Police say Manieri shot the 70-year-old Everitt, then picked up his ex-wife and kids in Everitt’s silver Chevy HHR and set out for Florida. After stopping at a hotel in Mobile, Ala., they headed for Disney, where Manieri bought passes to the park. They planned to get an early start at the theme park the next day, but Manieri was arrested when he walked outside the hotel near Winter Haven, Fla., to have a cigarette.
Authorities say Manieri gave a detailed confession to investigators in Florida, but stopped cooperating by the time he returned to Mississippi.
Manieri allegedly told Florida authorities that Everitt picked him up the day of the slaying, and that the two then ate lunch at the Silver Slipper casino. He claimed they got drunk and high and he passed out and that when he woke up, Everitt was fondling him.
Manieri claimed he went outside to smoke a cigarette, then went to the bedroom and got Everitt’s .380-caliber pistol and shot the cleric twice in the head.
Authorities have said preliminary tests found marijuana in the priest’s system, but the results of more reliable toxicology tests have not been made public.

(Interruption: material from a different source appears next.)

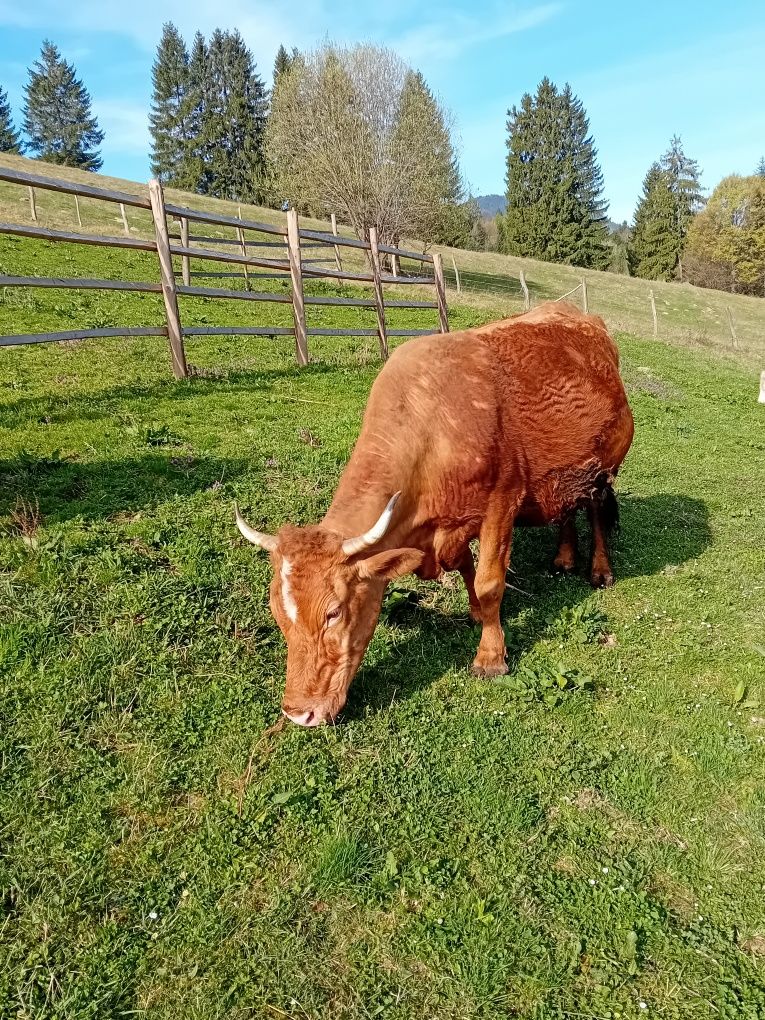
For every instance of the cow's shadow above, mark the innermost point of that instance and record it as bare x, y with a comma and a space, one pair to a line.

Everitt was a pastor at Holy Ghost Church in Hammond, La., and Our Lady of Pompeii Church in nearby Tickfaw, about 50 miles northwest of Louisiana. The church is a member of the Dominican Order and also operates a school in the community about 50 miles northwest of New Orleans. Everitt, a native of Houston, has been with the order since 1962 and a priest since 1968.
Manieri was a convicted sex offender who could have been in prison at the time of Everitt’s death if not for what authorities have described as a computer “glitch.”
Manieri pleaded guilty to molesting a girl in 2006. He was sentenced to two years, but one year was suspended and he was given credit for time served. But he failed to register as a sex offender and was sentenced to another 16 months. He was put on probation when he was released but never met with his probation officer. He could have been in prison for that at the time the priest was killed, but it went unnoticed. The state corrections agency blamed the oversight on a computer system glitch.
After his arrest in Everitt killing, he was charged with a probation violation for not meeting with the probation officer and sentenced to five years in prison.
The case received significant attention in Mississippi and beyond. Manieri’s image was used in a campaign commercial for Mississippi Attorney General Hood during his successful reelection bid last year. Manieri’s lawyer filed a bar complaint against Hood over the commercial, saying Manieri couldn’t get a fair trial because the ad referred to him as a cold-blooded killer. Hood, a Democrat, was elected to a third term.